What it means for 2019:

  • McHenry is poised to serve as the Republican foil to Rep. Maxine Waters (D-Calif.). McHenry warned that he will "fight back against any efforts by Democrats to use this committee to roll back our successes from the last two years or use the committee as the launch pad for endless, partisan investigations."

 

Fed keeps rates steady in November: The Federal Reserve on Thursday announced it would hold interest rates steady amid stable inflation and cooling business investment.

The central bank voted unanimously to keep the baseline federal funds rate at a 2-2.25 percent target range in it's second to last meeting of 2018. Analysts and traders expected the Fed to hold off on a November rate hike after raising rates in March, June and September.

The Fed's decision comes as the economy appears to be moving past its peak. The U.S. added a staggering 250,000 jobs in October and the economy grew at a strong 3.5 percent clip in the third quarter, beating expectations.

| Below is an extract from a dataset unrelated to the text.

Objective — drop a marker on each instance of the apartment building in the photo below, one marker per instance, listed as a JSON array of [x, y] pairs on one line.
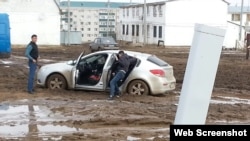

But lagging business investment, higher household debt levels and declining exports point to an impending, if minor, slowdown.

"Job gains have been strong, on average, in recent months, and the unemployment rate has declined," said the Fed in its' Thursday statement. "Household spending has continued to grow strongly, while growth of business fixed investment has moderated from its rapid pace earlier in the year." I explain the decision here.

 

GOOD TO KNOW

  • A new lawsuit claims that Wells Fargo executives were warned that the bank's auto insurance program was harming customers four years before it was shut down, according to CNN.
  • Corporations and business groups spent hundreds of millions in this week's midterm elections to defeat ballot measures that would have harmed their bottom lines.
  • The next deadline for raising the debt ceiling is expected in mid-summer 2019, posing a federal spending challenge for the new House Democratic majority.
  • Incomes for top earners grew at three times the rate of other households over a 36-year period, according to a new report from the nonpartisan Congressional Budget Office.
  • A major overhaul of the federal budgeting process appears to be off the table, as a special committee on reform prepares to instead advance a scaled-back version of the proposal.
  • Tesla's board on Thursday named the chief financial officer of Australia's largest telecommunications company as its new chair, replacing Elon Musk as part of a settlement with the Securities and Exchanges Commission (SEC).
  • Colorado passed a proposition Tuesday to cap the annual interest rate on payday loans at 36 percent and eliminate other charges and fees, according to The Coloradoan.
  • Fixed-income traders are telling the Federal Reserve that it might end up making a big policy mistake, according to Bloomberg.

 

ODDS AND ENDS

  • U.S. businesses have more faith in small firms and large employers than state government, individual community members and federal government when it comes to who can "provide the financing needed to help their communities thrive," according to a new survey from Prudential Financial.
  • A coalition of workers at major technology companies criticized Google CEO Sundar Pichai's announcement about new workplace rules, saying they exclude contract workers and don't provide a seat at the board. Google is ending forced arbitration for sexual harassment cases after protests from the company's wokforce.